Cross your fingers for me.

[Edited to add, March 8, 2012]
Nope.... never did earn treatment. Flying back to my old endocrinologist in Seattle.

Tuesday, October 4, 2011

The Pros & Cons of Doctor-Patient Interactions

There are a lot of ways doctors are primed against patients. Frequently these are professional, psychological studies on "difficult patients." The problem is when you're a hammer, you can start to see everything as a nail. Doctors are problem-solvers. They expect to deal with problems at every patient encounter. However, it's not fair to see every patient interaction as a problem.
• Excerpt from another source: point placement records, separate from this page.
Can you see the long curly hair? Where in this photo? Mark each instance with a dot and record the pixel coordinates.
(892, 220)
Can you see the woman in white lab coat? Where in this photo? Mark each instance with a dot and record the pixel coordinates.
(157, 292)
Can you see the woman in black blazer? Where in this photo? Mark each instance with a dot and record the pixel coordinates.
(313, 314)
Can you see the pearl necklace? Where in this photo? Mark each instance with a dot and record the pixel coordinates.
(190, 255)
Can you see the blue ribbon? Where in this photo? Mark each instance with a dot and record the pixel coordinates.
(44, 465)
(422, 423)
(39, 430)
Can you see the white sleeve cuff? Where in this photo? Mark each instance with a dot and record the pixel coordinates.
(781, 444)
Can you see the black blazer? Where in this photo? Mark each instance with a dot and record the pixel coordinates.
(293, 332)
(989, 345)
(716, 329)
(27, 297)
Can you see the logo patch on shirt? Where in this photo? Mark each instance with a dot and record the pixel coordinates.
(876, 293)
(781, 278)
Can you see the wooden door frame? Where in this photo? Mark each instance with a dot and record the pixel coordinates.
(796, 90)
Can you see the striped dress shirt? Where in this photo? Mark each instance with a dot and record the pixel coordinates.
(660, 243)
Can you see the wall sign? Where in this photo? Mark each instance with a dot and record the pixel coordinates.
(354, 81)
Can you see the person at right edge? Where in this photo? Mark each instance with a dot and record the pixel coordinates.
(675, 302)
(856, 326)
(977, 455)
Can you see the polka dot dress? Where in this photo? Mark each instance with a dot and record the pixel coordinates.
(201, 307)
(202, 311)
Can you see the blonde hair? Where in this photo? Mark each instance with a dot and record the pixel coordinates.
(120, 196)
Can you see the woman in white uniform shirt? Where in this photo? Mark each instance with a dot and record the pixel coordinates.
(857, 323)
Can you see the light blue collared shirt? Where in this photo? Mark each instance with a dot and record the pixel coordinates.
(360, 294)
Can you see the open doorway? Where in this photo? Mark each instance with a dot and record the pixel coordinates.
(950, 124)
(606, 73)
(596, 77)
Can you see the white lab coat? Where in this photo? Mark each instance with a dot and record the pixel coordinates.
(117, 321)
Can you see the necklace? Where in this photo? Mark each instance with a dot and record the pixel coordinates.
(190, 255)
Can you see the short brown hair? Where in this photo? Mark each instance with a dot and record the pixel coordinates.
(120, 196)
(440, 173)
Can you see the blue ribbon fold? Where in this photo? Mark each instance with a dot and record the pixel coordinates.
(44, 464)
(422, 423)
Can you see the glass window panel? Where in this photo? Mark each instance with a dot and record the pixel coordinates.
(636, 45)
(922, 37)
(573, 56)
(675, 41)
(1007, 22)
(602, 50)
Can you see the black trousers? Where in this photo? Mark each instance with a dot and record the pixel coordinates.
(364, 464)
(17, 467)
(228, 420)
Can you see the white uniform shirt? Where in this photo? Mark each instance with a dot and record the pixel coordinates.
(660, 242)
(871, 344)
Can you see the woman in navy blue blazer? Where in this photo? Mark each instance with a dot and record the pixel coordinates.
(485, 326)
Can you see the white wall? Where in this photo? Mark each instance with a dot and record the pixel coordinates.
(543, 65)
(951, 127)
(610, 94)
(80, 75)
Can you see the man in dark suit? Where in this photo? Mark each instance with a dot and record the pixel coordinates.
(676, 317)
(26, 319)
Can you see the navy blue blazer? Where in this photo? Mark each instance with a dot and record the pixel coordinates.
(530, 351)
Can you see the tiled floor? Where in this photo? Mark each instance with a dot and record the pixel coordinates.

Here's a list of pros & cons (and cons & cons) for patients when they deal with doctors.


Pro- you take responsibility for your health.
Con- "too many doctors encourage---or even demand---that [you] identify them (the doctor) as the sole source and authority for [your] medical care."

Pro- you're well educated on your disease and you know what you need based on what you've been through in the past.
Con- you get labeled as an "entitled demander" who is expected to "become hostile"... "if the doctor does question the demand."

Pro- you're vigilant about your symptoms, keeping records of how you're doing so the doctor can have a complete documentation of your disease.
Con- "Patients deemed difficult included those with more than five symptoms..."

Con- you have symptoms that are difficult to treat.
Con- "It is much easier to say, "She is such a difficult patient! She is never happy with her care!" than to say, "I feel angry and helpless when I see her because it seems like nothing improves her symptoms!""

Con- you have symptoms that can't be seen on a scan or proven with a blood test.
Con- you're seen as a patient "who repeatedly complain[s] about symptoms for which no physical cause can be found"

Con- you have chronic pain.
Con- "Treatment of chronic pain puts doctors in a no win situation."

Just because a patient comes with problems doesn't mean the patient is a problem.